What is Statistical Power?
In null-hypothesis statistical testing (NHST) – the procedure most commonly applied in A/B tests, there are two types of errors that practitioners should care about, type I and type II errors. Type I is the probability of the test procedure to falsely reject a true null hypothesis. Type II error is the probability of the test procedure to fail to reject a false null hypothesis.
For those who are sweating around the choice of null and alternative hypothesis, there is a simple piece of advice – 99.9% of the time the null hypothesis in A/B tests is the composite hypothesis that there is no difference between the control and the tested variants and that there is negative lift. The alternative hypothesis is complementary to the null – that is that there is a positive effect or lift. That’s also called a one-sided test, since we only care about correctly measuring a positive change and we don’t care exactly how bad the result is, as long as it is negative.
Here is a simple matrix to illustrate the relationship between the two types of errors and inference from an A/B test:
Judgement of Null Hypothesis | Null Hypothesis (H_{0}) is | |
Valid/True | Invalid/False | |
Reject | Type I Error (false positive) | Correct Inference (true positive) |
Fail to Reject | Correct Inference (true negative) | Type II Error (false negative) |
So, phrasing it differently a type I error is asserting something that is absent, while a type II error is failure to assert something that is present, e.g. a true lift of a given magnitude.

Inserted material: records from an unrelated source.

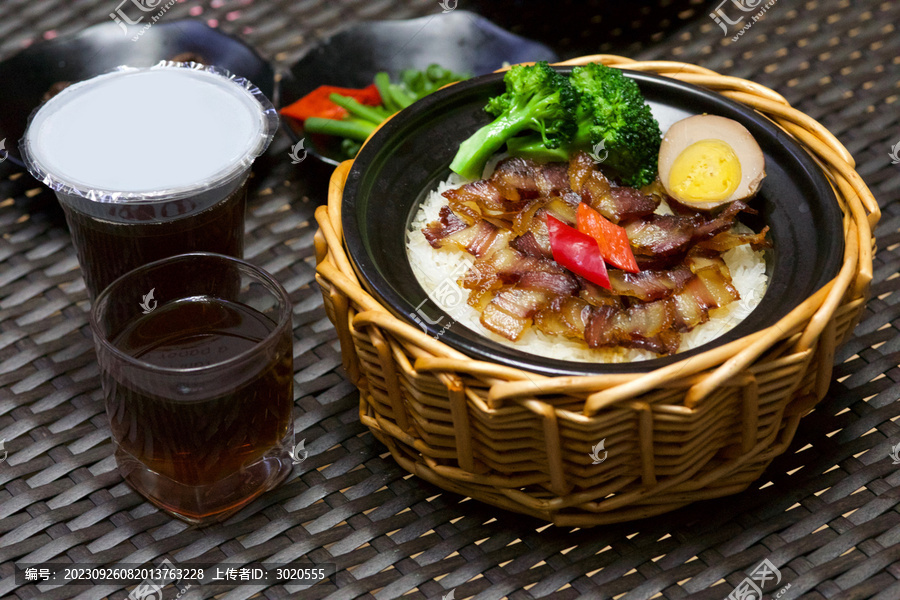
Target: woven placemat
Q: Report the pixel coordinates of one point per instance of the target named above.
(825, 514)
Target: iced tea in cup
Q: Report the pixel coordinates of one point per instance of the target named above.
(149, 163)
(196, 363)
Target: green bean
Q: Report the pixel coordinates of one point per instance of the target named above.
(353, 129)
(357, 109)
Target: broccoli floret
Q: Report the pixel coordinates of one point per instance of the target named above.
(536, 98)
(613, 119)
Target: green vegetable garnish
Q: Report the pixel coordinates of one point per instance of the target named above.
(612, 114)
(536, 98)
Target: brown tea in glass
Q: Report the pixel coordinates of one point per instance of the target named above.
(198, 382)
(149, 163)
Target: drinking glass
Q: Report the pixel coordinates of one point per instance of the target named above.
(196, 364)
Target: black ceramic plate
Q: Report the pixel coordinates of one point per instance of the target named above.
(459, 40)
(410, 155)
(28, 75)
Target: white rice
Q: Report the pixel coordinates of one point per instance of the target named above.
(438, 270)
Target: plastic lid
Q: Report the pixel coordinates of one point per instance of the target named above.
(156, 133)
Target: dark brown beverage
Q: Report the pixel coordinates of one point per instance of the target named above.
(125, 236)
(202, 449)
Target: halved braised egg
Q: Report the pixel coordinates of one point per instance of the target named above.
(706, 161)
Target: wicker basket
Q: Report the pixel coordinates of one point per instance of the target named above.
(700, 428)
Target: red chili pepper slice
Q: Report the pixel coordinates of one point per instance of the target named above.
(611, 239)
(317, 104)
(577, 252)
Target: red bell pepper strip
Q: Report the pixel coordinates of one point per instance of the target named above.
(611, 239)
(317, 104)
(577, 252)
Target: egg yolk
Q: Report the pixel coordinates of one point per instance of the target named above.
(705, 171)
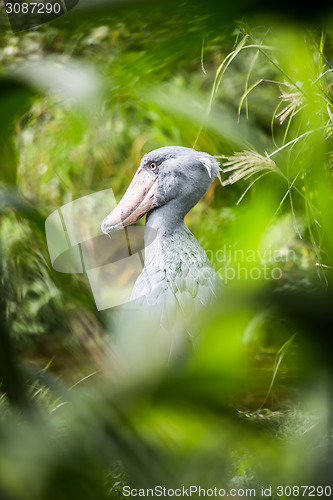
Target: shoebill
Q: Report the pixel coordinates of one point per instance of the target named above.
(177, 279)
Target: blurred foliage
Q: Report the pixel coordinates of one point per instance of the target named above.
(82, 99)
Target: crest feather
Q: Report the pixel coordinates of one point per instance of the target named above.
(211, 165)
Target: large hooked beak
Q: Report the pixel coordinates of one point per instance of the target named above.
(136, 202)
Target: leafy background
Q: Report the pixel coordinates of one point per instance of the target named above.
(82, 99)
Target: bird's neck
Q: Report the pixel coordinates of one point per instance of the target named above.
(164, 231)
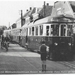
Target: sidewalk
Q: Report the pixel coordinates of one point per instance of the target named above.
(19, 59)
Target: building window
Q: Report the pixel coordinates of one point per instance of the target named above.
(32, 30)
(29, 31)
(47, 30)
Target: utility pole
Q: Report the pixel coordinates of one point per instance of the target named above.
(44, 8)
(21, 18)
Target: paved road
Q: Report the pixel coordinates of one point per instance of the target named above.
(19, 60)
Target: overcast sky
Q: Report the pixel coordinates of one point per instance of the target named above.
(10, 9)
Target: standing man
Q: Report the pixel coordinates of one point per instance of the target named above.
(43, 55)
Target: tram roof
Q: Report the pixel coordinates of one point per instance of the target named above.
(64, 16)
(39, 22)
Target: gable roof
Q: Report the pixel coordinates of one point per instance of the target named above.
(47, 9)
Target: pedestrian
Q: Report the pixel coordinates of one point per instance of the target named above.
(43, 53)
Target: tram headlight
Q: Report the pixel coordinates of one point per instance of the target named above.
(56, 43)
(69, 44)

The rate of the type II error is denoted by the Greek letter β (beta). Statistical power is then the inverse of that, or 1−β. So, if the type II error rate is 10% (0.1) the test has 100% – 10% = 90% statistical power (or 1 – 0.1 = 0.9). I think the term sensitivity makes more sense intuitively and it also correctly describes what increasing or decreasing the power of a test does – increases or decreases its sensitivity to a particular effect size and statistical significance level. That’s why I use “test sensitivity” and also “chance to detect effect” interchangeably with “statistical power”.
An analogy that I think is appropriate is with a fishing net, imagining the potential results from a test are like a lake of fish – some are small, some are medium, some are large. A low powered test is like a net with wider gaps in it – it’s easier to produce such a net, but smaller fish will simply go through the gaps meaning one won’t be able to capture or “detect” them. On the other side, a finer net (higher power) requires more work to produce, but is able to capture smaller fish.
Thus: Absence of evidence is not evidence of absence, unless your test has proper power! That is, if your test has high enough sensitivity to detect a particular effect, failure to detect it can be interpreted as evidence of absence to the extent warranted by the power level. In A/B testing, failing to detect a statistically significant effect of a given size does not mean that there is no effect if the test has low power. The test variant was not given a fair chance. If the power is high though, then one can say that with high certainty there is no true effect equal to or larger than the effect size the test was powered for (has a particular level of sensitivity towards).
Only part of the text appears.